Re: [Xenomai-core] [PATCH 0/3] Reworked nucleus statistics

2006-10-27 Thread Philippe Gerum
On Thu, 2006-10-12 at 21:43 +0200, Jan Kiszka wrote:
> Hi,
> 
> here we go: after quite some hacking and refactoring, Dmitry and I are
> happy to provide a patch set that reworks and enhances the statistics
> subsystem of Xenomai.
> 
> The original goal of these patches was to improve the accuracy of the
> /proc/xenomai/stat CPU load output. So far it only accounted thread
> switches. The time of potential preceding IRQ handling and scheduling
> decision was added to the preempted thread. The new approach avoids
> this. More about it later.
> 
> While discussing the first implementation, Dmitry had the idea to
> refactor even more code that depends on XENO_OPT_STATS, means event
> counting parts under the upcoming generic runtime stats. So this series
> starts with a patch to introduce a generic subsystem for collecting
> statistics on countable events as well as the runtime of entities.
> 
> It continues with the second patch that applies xnstat on the IRQ
> subsystem, both for counting hits as well as for measuring the execution
> time. The accounting model applied in this patch is as simple as this:
> measure the time some driver- or application-supplied ISR executes and
> accumulate it per-CPU. The rescheduling is still accounted to the
> preempted thread.
> 
> In my endless quest for perfection, I applied an -as I feel- enhanced
> model on top of this (already working!) set, that's the third patch.
> This model adds the scheduler path to the IRQ account. And it only
> accounts to an IRQ if its ISR reported XN_ISR_HANDLED. This is relevant
> for shared IRQs when only one source fired (the typical case). Also, it
> reduces churning by avoiding account switches in the average case. But,
> the downside, it may be less convenient to understand and increases the
> code a bit (only for the shared IRQ case). Dmitry and I were not yet
> able to agree on THE model, so I'm simply posting both for public
> feedback. :)

All merged, thanks.

-- 
Philippe.



___
Xenomai-core mailing list
Xenomai-core@gna.org
https://mail.gna.org/listinfo/xenomai-core


Re: [Xenomai-core] [PATCH 0/3] Reworked nucleus statistics

2006-10-19 Thread Philippe Gerum
On Wed, 2006-10-18 at 22:06 +0200, Dmitry Adamushko wrote:
> 
> ...
> 
> Dmitry, are there other issues I'm missing, that you think
> would be
> better solved using a simpler accounting model?
> 
> So according to you, the more complex model gives users a better
> understanding of behavior of their drivers/applications?
> 

I said the latter goal should be considered as most important one when
discussing this particular issue. Each approach having its pros/cons
regarding this goal depending on the aspect considered
(shared/non-shared, accounting accuracy etc.), the choice is about
picking the one which fulfills this goal as much as possible.

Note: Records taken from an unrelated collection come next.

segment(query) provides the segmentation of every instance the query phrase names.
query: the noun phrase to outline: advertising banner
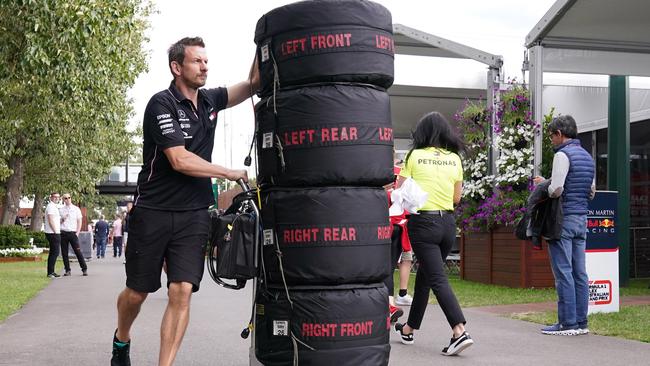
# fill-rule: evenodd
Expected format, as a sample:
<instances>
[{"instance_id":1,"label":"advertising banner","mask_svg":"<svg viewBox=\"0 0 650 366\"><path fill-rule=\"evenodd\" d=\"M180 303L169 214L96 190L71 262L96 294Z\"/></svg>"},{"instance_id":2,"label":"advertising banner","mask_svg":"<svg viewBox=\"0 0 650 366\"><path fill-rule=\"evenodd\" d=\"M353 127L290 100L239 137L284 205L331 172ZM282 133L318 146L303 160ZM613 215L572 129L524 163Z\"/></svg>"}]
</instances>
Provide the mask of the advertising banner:
<instances>
[{"instance_id":1,"label":"advertising banner","mask_svg":"<svg viewBox=\"0 0 650 366\"><path fill-rule=\"evenodd\" d=\"M589 276L589 313L619 310L618 192L597 191L587 214L586 264Z\"/></svg>"}]
</instances>

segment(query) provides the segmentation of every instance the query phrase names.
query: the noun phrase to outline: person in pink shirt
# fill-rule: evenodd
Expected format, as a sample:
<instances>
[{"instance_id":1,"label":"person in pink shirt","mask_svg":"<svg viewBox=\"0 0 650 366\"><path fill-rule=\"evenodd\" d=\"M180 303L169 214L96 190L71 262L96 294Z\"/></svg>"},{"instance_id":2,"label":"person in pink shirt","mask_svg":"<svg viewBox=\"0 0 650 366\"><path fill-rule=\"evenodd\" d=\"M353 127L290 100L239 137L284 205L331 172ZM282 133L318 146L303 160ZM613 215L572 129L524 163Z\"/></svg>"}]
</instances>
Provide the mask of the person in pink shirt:
<instances>
[{"instance_id":1,"label":"person in pink shirt","mask_svg":"<svg viewBox=\"0 0 650 366\"><path fill-rule=\"evenodd\" d=\"M120 215L115 215L113 221L113 231L111 231L111 239L113 241L113 258L122 256L122 218Z\"/></svg>"}]
</instances>

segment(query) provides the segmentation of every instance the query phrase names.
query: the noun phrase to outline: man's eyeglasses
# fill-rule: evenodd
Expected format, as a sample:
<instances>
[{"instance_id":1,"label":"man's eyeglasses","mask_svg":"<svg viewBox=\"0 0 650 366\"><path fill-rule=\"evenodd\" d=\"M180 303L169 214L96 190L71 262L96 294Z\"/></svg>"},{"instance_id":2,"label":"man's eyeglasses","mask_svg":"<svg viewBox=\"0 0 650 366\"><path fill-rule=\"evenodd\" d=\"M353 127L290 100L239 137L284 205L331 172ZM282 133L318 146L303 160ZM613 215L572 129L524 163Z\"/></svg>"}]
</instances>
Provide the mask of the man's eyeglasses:
<instances>
[{"instance_id":1,"label":"man's eyeglasses","mask_svg":"<svg viewBox=\"0 0 650 366\"><path fill-rule=\"evenodd\" d=\"M64 200L69 200L69 199L70 199L70 197L63 197L63 199L64 199Z\"/></svg>"}]
</instances>

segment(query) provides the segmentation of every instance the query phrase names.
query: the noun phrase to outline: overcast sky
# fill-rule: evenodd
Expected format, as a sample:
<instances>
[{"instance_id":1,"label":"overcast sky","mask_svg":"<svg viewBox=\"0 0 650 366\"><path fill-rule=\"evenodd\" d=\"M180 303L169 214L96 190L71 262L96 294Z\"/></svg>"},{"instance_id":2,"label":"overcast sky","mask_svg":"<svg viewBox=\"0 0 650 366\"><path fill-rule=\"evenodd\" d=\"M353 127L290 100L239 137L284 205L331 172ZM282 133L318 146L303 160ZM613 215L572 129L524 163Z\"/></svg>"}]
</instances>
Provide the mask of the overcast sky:
<instances>
[{"instance_id":1,"label":"overcast sky","mask_svg":"<svg viewBox=\"0 0 650 366\"><path fill-rule=\"evenodd\" d=\"M151 17L149 72L140 76L131 90L136 116L142 123L149 98L167 88L171 75L167 48L185 36L201 36L209 57L208 87L242 81L255 55L253 36L257 20L266 12L291 3L280 0L154 0L157 13ZM377 0L392 13L393 23L431 33L482 51L504 57L506 78L522 79L521 64L525 36L554 3L554 0ZM182 5L181 5L182 4ZM485 66L474 61L396 56L395 84L484 88ZM545 76L545 82L572 78ZM595 78L596 84L606 78ZM414 121L415 122L415 121ZM224 126L225 133L224 133ZM213 162L243 167L253 133L250 102L219 116ZM252 173L252 172L250 172Z\"/></svg>"}]
</instances>

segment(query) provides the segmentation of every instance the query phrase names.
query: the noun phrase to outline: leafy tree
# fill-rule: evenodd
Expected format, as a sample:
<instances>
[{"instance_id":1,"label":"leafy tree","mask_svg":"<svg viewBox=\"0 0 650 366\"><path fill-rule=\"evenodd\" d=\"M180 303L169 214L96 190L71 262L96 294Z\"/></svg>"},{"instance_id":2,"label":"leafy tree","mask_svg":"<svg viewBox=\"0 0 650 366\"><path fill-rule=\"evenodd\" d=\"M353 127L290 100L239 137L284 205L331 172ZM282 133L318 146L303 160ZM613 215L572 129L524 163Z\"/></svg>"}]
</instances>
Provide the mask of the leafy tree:
<instances>
[{"instance_id":1,"label":"leafy tree","mask_svg":"<svg viewBox=\"0 0 650 366\"><path fill-rule=\"evenodd\" d=\"M88 221L99 219L100 215L109 221L117 213L117 205L120 201L128 200L125 196L120 195L83 195L79 197L79 204L88 209Z\"/></svg>"},{"instance_id":2,"label":"leafy tree","mask_svg":"<svg viewBox=\"0 0 650 366\"><path fill-rule=\"evenodd\" d=\"M2 223L23 191L94 193L133 152L127 90L146 70L149 0L0 4Z\"/></svg>"}]
</instances>

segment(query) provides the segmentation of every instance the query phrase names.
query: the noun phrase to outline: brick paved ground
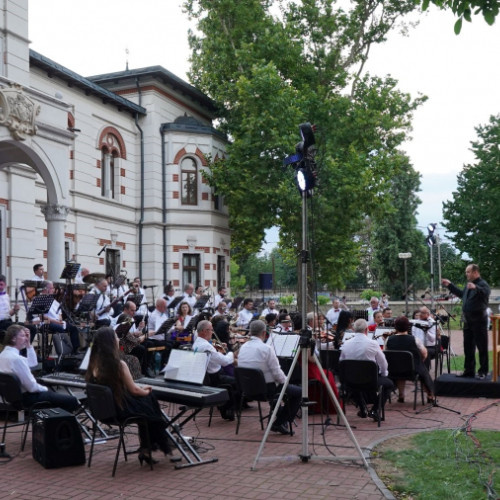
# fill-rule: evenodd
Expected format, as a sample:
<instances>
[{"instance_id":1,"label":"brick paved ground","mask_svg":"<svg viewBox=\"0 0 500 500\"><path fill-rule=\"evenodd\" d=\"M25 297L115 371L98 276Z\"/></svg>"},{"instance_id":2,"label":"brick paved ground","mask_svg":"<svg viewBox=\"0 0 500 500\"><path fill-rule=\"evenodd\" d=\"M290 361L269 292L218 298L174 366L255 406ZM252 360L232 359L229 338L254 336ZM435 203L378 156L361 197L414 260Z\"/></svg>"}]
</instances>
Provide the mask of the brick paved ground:
<instances>
[{"instance_id":1,"label":"brick paved ground","mask_svg":"<svg viewBox=\"0 0 500 500\"><path fill-rule=\"evenodd\" d=\"M461 340L459 333L455 337ZM371 420L357 417L351 406L347 408L347 418L366 456L380 440L423 430L456 428L463 424L466 415L486 407L488 409L473 421L473 428L499 427L500 409L498 405L492 405L495 400L441 397L439 402L462 414L432 408L416 415L411 402L401 404L393 400L388 404L386 421L380 428ZM120 458L114 479L111 478L111 469L115 441L96 447L90 469L79 466L47 470L31 457L31 436L26 450L19 453L20 428L12 429L8 432L6 445L13 459L0 459L0 499L391 498L386 496L373 471L365 470L359 460L355 463L328 463L318 458L329 455L357 458L345 428L329 426L322 435L319 416L310 417L308 451L312 459L309 462L302 463L298 459L303 443L302 421L297 420L293 437L269 436L262 460L256 470L251 470L263 437L256 404L253 405L255 408L243 413L238 436L235 435L235 423L223 421L218 416L208 427L208 410L204 410L194 423L186 425L184 435L195 438L200 455L218 457L217 463L175 470L167 459L157 454L160 463L151 471L146 466L141 468L133 455L128 462ZM170 413L175 411L174 408L167 410ZM130 438L129 446L133 449L135 444L135 438ZM265 460L270 456L277 458Z\"/></svg>"}]
</instances>

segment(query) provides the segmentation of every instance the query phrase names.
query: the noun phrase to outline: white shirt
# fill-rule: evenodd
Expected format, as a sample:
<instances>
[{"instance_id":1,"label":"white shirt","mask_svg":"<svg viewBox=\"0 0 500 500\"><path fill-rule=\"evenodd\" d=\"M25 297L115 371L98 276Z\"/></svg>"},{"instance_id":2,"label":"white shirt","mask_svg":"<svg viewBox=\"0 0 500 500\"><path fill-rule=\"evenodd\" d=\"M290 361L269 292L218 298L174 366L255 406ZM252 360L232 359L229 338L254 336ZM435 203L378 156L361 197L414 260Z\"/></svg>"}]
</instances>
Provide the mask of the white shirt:
<instances>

Basically, your respective approaches (i.e. Jan and yours) differ on the
criterion measuring such "fulfillment", and since there is likely no
perfect solution, we should make a trade-off on that. To sum up, you
consider that unambiguous shared IRQ accounting carries more weight,
whilst Jan seems to put more weight on charging any rescheduling cost
that could result from the ISR to the proper statistic counter, i.e. the
ISR, and not any random thread the corresponding IRQ happened to
preempt.

My guts feeling, as a possible user of this code, would be to favour
Jan's option, not because yours is essentially wrong, but rather because
it's missing what Jan's solution brings regarding the rescheduling
issue. In practice, a rescheduling costs a _lot_ more to perform
time-wise by the nucleus, than the less ambiguous measurement you could
do from an ISR prologue. My point is that, in that particular case, I'd
always prefer getting the right information from the most significant
order of magnitude.

Regarding the accounting upon XN_IRQ_HANDLED status, well, it's again a
matter of trade-off, even if the two options seem much more balanced in
their respective merits and caveats. I could vote for any of them; this
said, I think Jan's argument about shared IRQs being unusual (and I
would even add sub-optimal in a RT context) should be taken for what it
says: we should better try optimizing for the common case when there is
no real win in optimizing for the rare one. My initial question boils
down to make sure that I did not underestimate the importance of
improving the rare case.

[...]

-- 
Philippe.



___
Xenomai-core mailing list
Xenomai-core@gna.org
https://mail.gna.org/listinfo/xenomai-core


Re: [Xenomai-core] [PATCH 0/3] Reworked nucleus statistics

2006-10-19 Thread Dmitry Adamushko
On 18/10/06, Jan Kiszka <[EMAIL PROTECTED]> wrote:
>> (1) time spent in ISR;>> (2) some prologue for the very first shared handler and epilogue - for the> last one.(2) is the rare case that multiple IRQs happen at the same time on the
same line. As I said, the case when only one occurs and the others areneedlessly tested is more often.
Indeed, it looks like "prologue" and "epilogue" are always accounted to
the ISR that reported XN_ISR_HANDLES. And if it's only one, then its
position in the chain doesn't matter.

> The "simple" model accounts only (1) to ISR time statistics so it's always
> easy to say what's this number means. It just describes the load caused> by a> corresponding ISR handler.[sorry, Dmitry, for this replay ;)]
[off-topic]
I somehow read it as "sorry for this _reply_" and thought you had
expressed below all you think about my complains and myself... but, ok.
you are more polit-correct :)))
I designed this instrumentation with a fairly old question of mine inthe head: "What does raising this IRQ, say, at 1 KHz costs the system?"
And this question includes not just the ISR itself, but also thedisturbance due to potential rescheduling.
Ok. 
Shared Interrupt are indeed an exception, and if we were only discussingnon-shared instrumentation here, I guess it wouldn't be that tricky to
find a common model. If you look at that part, I'm basically shiftingsome instrumentation point after the rescheduling, that's it.
yes, per-IRQ accounting (as opposed to per-ISR) wouldn't have a background for such objections.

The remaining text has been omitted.